Evaluation runner
Evaluation runner (evaluation-runner
) allows GitLab employees to run evaluations on specific GitLab AI features with one click.
- You can run the evaluation on GitLab.com and GitLab-supported self-hosted models.
- To view the AI features that are currently supported, see Evaluation pipelines.
Evaluation runner spins up a new GDK instance on a remote environment, runs an evaluation, and reports the result.

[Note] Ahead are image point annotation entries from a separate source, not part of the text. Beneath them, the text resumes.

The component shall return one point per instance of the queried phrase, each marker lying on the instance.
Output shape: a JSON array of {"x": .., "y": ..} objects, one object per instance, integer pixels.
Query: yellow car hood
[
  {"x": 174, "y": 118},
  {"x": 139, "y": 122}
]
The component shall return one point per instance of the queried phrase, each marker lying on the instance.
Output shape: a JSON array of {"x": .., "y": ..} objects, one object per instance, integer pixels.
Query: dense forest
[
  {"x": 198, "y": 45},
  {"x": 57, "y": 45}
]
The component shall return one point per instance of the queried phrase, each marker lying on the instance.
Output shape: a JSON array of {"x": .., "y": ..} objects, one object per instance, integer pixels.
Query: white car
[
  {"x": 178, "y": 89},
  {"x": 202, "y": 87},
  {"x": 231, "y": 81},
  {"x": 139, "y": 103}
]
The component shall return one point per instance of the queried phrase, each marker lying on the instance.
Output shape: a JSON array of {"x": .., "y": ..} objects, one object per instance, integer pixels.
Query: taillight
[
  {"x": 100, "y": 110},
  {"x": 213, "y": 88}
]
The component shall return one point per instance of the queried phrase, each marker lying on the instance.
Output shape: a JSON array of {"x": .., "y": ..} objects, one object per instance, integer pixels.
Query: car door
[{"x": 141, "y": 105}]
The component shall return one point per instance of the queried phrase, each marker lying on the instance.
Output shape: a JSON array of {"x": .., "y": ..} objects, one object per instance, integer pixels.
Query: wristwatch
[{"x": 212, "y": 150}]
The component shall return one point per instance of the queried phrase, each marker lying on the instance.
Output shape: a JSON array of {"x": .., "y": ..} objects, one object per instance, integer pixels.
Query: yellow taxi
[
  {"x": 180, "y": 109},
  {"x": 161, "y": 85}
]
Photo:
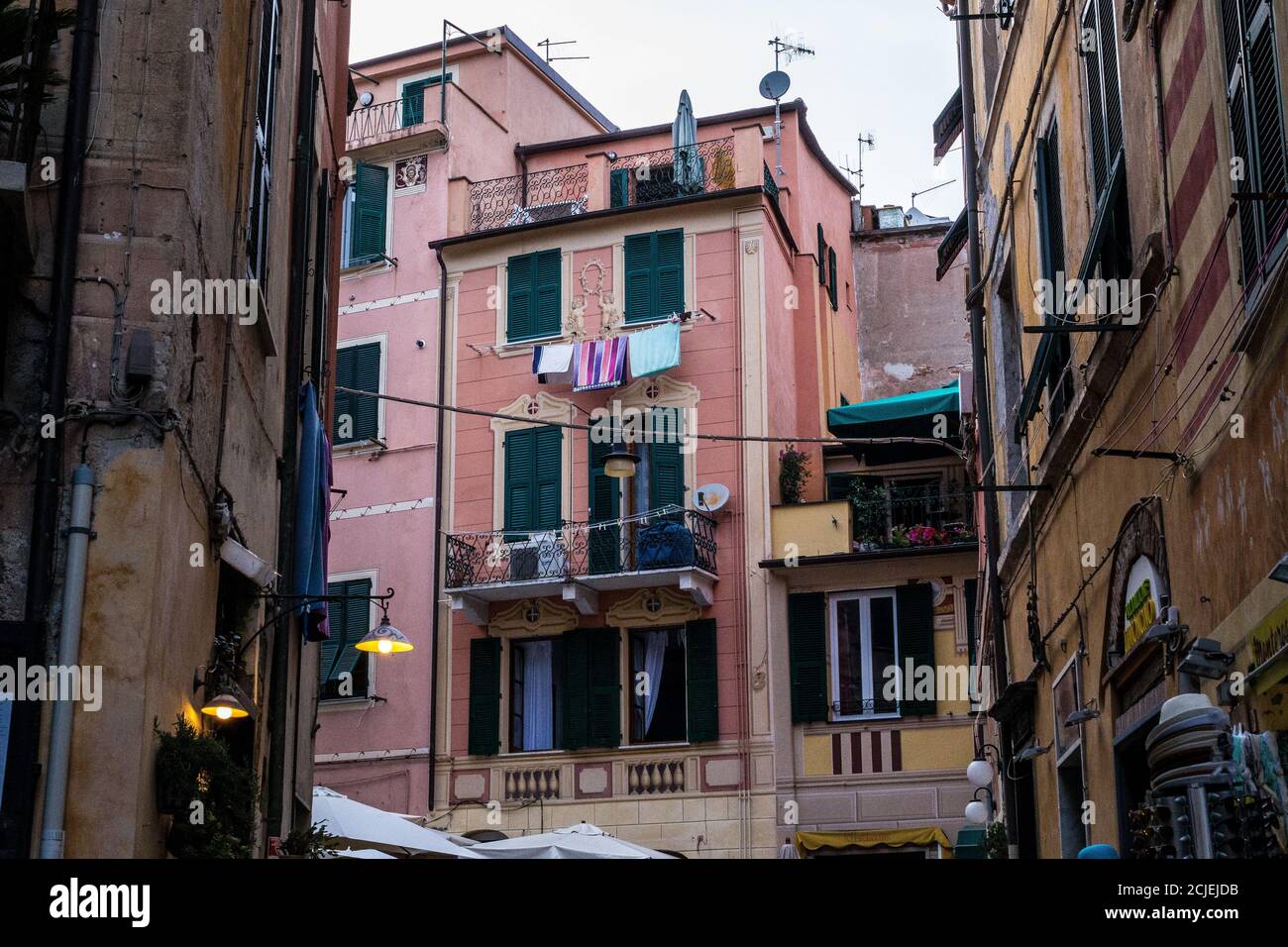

For more details, view the
evaluation-runner
repository.
Architecture
flowchart LR
subgraph EV["Evaluators"]
PL(["PromptLibrary/ELI5"])
DSIN(["Input Dataset"])
end
subgraph ER["EvaluationRunner"]
CI["CI/CD pipelines"]
subgraph GDKS["Remote GDKs"]
subgraph GDKM["GDK-master"]
bl1["Duo features on master branch"]
fi1["fixtures (Issue,MR,etc)"]
end
subgraph GDKF["GDK-feature"]
bl2["Duo features on feature branch"]
fi2["fixtures (Issue,MR,etc)"]
end
end
end
subgraph MR["MergeRequests"]
GRMR["GitLab-Rails MR"]
GRAI["AI Gateway MR"]
end
MR -- [1] trigger --- CI
CI -- [2] spins up --- GDKS
PL -- [3] get responses and evaluate --- GDKS